Author a short story about one of your ancestors.
Compose a small piece of music on your favorite instrument to capture what you hope 2022 will be like.
Write an essay on something you think was really undervalued in the last year.
Document and photograph (or sketch) nature where you are and keep a daily journal of nature observations.
Find at least 10 kinds of plant around where you are and document them, identify them and understand if they are usually found in your area (or is there presence evidence of some change?)
Buy a telescope and watch the stars.
Paint a landscape or emotion.
Write a simulation of an interesting problem in Python.
Sculpt a small statue of an ancient god, forgotten or real.
I am sure you can come up many more (and better ideas). And I suspect that if you do this you will enjoy your break more. The reason for this is that I think we have a basic need for curiosity, creativity and learning - and this is what makes us all scientists and artists, and not just in a loosey-goosey way, but in the very real way that this is a part of what it is to be human.

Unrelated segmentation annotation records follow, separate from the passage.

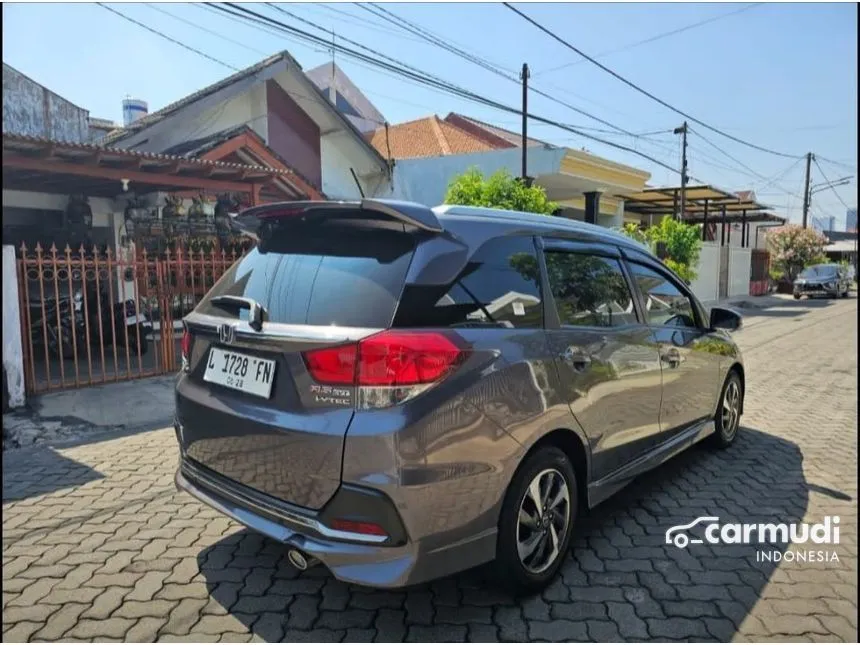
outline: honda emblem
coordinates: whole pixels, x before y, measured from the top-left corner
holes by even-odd
[[[218,328],[218,337],[225,345],[230,345],[236,338],[236,328],[233,325],[221,325]]]

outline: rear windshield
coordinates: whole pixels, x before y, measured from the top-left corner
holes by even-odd
[[[215,296],[230,295],[256,300],[271,322],[388,327],[413,250],[402,228],[274,225],[197,311],[247,320],[247,309],[212,303]]]
[[[815,278],[829,278],[835,275],[836,267],[832,264],[818,264],[804,269],[803,272],[800,274],[800,277],[806,278],[807,280],[811,280]]]

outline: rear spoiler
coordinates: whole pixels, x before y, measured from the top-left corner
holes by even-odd
[[[263,206],[252,206],[238,213],[233,218],[243,233],[256,230],[260,220],[268,218],[293,217],[314,212],[335,210],[363,210],[385,215],[404,224],[414,226],[430,233],[442,233],[444,229],[436,214],[427,206],[413,202],[402,202],[394,199],[362,199],[361,201],[301,201],[277,202]]]

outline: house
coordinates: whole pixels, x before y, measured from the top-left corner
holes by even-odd
[[[385,192],[390,167],[288,52],[271,56],[147,114],[102,139],[105,145],[176,152],[239,128],[330,199]],[[244,154],[244,153],[243,153]]]
[[[368,136],[380,154],[395,162],[392,196],[398,199],[440,204],[451,179],[473,167],[485,175],[521,172],[519,134],[461,114],[432,115]],[[529,175],[559,203],[562,216],[602,226],[623,223],[623,195],[641,190],[650,177],[644,170],[537,139],[528,140],[527,157]]]
[[[305,72],[328,100],[361,133],[385,125],[385,117],[334,61]]]

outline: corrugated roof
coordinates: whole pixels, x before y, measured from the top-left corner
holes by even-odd
[[[415,121],[380,128],[368,135],[371,145],[383,157],[414,159],[442,157],[472,152],[487,152],[496,148],[435,114]]]

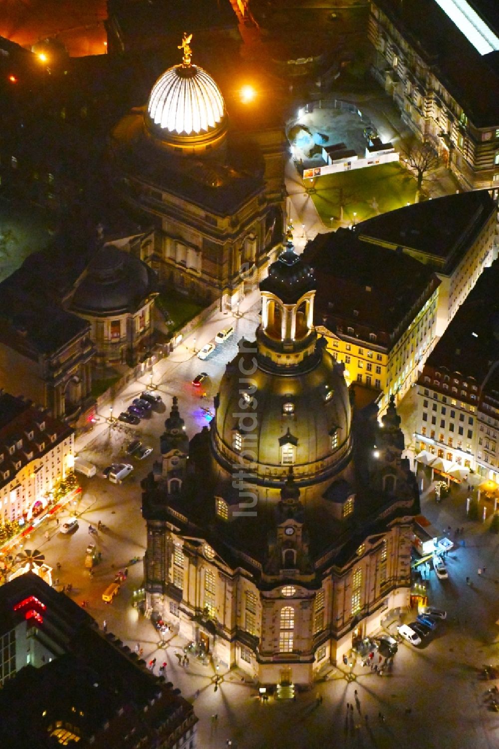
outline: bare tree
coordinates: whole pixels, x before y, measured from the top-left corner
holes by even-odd
[[[405,154],[405,159],[408,167],[416,175],[419,196],[426,173],[440,166],[440,157],[431,143],[426,142],[413,145],[408,153]]]

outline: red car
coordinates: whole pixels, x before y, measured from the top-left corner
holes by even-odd
[[[203,380],[205,380],[207,377],[208,377],[207,372],[199,372],[199,374],[196,374],[194,379],[193,380],[193,385],[194,386],[194,387],[199,387]]]

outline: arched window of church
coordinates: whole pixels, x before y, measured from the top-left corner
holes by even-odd
[[[282,653],[293,652],[293,630],[294,629],[294,609],[283,606],[279,626],[279,649]]]
[[[294,336],[298,340],[303,338],[308,331],[306,324],[307,320],[307,302],[302,302],[296,311],[296,326]]]
[[[339,442],[338,427],[337,426],[333,427],[333,428],[329,433],[329,435],[331,438],[331,449],[336,450]]]
[[[178,494],[182,486],[182,482],[180,479],[170,479],[168,482],[168,491],[170,494]]]
[[[250,634],[256,634],[256,594],[252,590],[246,591],[244,628]]]
[[[281,446],[281,465],[291,466],[294,463],[294,445],[288,443]]]
[[[318,590],[314,601],[314,634],[324,629],[324,603],[326,595],[323,588]]]
[[[173,584],[181,590],[184,588],[184,552],[180,544],[173,549]]]
[[[229,505],[225,500],[223,500],[221,497],[215,497],[215,506],[217,508],[217,515],[222,520],[229,519]]]
[[[357,567],[354,571],[351,581],[351,613],[356,614],[360,610],[362,592],[362,569]]]
[[[211,569],[205,570],[205,608],[210,616],[215,616],[215,575]]]

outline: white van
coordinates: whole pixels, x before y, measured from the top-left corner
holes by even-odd
[[[232,326],[229,328],[223,328],[223,330],[219,330],[215,336],[215,343],[223,343],[224,341],[231,337],[233,333],[234,328]]]
[[[97,473],[97,468],[94,464],[90,463],[88,461],[84,461],[82,458],[75,458],[74,470],[78,471],[79,473],[82,473],[83,476],[88,476],[88,477],[95,476]]]
[[[126,479],[133,470],[133,466],[131,466],[130,463],[118,463],[118,465],[113,467],[113,470],[109,473],[109,481],[112,484],[118,484],[120,481]]]

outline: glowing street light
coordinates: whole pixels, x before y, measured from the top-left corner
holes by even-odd
[[[240,91],[241,100],[244,104],[248,104],[250,101],[252,101],[256,96],[256,91],[252,86],[245,85],[243,86]]]

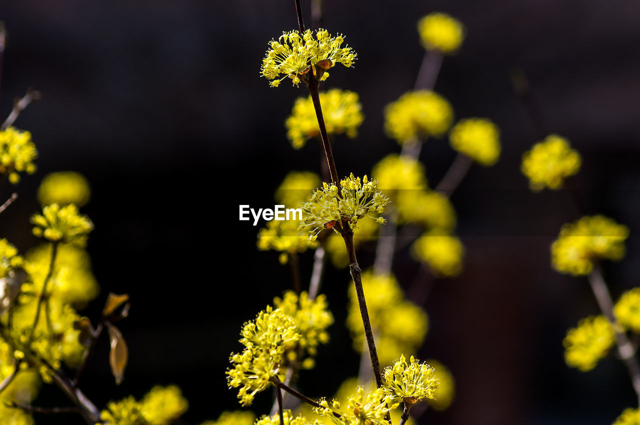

To close, I also feel the need to address one nagging thought that came up writing this: I do not think that everyone participating in science or art in any way diminishes the work of the people who do this professionally. The argument for the amateur is not an argument against the professional. It is an argument for the importance of what the professional is doing - in both art and science - and an argument for the value in the amateur’s work in addition to the work of the professional. Arguing for broad participation is not saying that all things are created equal - it is saying that in order for us to find more interesting works and facts we should all collaborate.
Thank you for reading and enjoy the break!